Yes, It is frustrating this long into the program. I can't stop, stop, stop forever, and regularly meditate, without more of a reward system in place to sustain this effort (if we're going to stick with the Pavlovian model).
Exercise may be vain to you. But to me its a clear marker of where one is on the road of recovery. If I was improving on any objective measure, that would be it. As CFS since 1998 pointed out, no bio-markers have changed. And my day to day symptoms fluctuate as they always have. So exercise and sleep are as good a recovery barometer as I can think of.

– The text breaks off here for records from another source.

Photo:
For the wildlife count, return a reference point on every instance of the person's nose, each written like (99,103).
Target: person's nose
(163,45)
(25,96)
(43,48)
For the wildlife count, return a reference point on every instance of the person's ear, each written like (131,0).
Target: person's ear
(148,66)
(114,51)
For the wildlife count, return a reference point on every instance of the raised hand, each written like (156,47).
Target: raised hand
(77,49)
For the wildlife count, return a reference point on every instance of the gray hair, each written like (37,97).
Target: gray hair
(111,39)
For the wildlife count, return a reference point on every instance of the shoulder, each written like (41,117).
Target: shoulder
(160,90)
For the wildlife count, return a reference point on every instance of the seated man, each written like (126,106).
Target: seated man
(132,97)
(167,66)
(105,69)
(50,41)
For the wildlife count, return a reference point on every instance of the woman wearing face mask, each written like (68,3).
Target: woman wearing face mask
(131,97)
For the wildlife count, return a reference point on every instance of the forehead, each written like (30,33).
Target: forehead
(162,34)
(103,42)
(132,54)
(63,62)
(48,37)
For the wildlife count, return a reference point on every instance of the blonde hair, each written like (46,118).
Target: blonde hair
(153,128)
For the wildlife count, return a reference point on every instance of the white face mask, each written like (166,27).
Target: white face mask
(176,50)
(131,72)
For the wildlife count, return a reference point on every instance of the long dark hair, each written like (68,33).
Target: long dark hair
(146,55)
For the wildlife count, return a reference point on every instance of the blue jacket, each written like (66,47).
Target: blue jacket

To your point about agreeing to buy in fully or move on, I understand where you're coming from. But I feel most true continuing the program with faith, while also maintaining my integrity/honesty about what I am experiencing and seeing from others. I don't want to be faithless or a fool. I want to be honest and call out what I see as inconsistencies and/or incongruent statement from Gupta and/or anyone else. Not to be right, but to be real.
As far as there not being any recoveries if the theory isn't true- I think CFS since 1998 was right regarding the placebo effect. There's no denying this can be giving us our improvements (of which mine have plateaued for many, many months).
Yet, at the same time I understand how Sarno/TMS theories rely solely on faith to heal what is thought to be an emotional cause. And to your point specifically, how it might be more useful to just drop the dialogue and go with wherever it takes me as the best path forward.
Believe me, I've done that for a long time.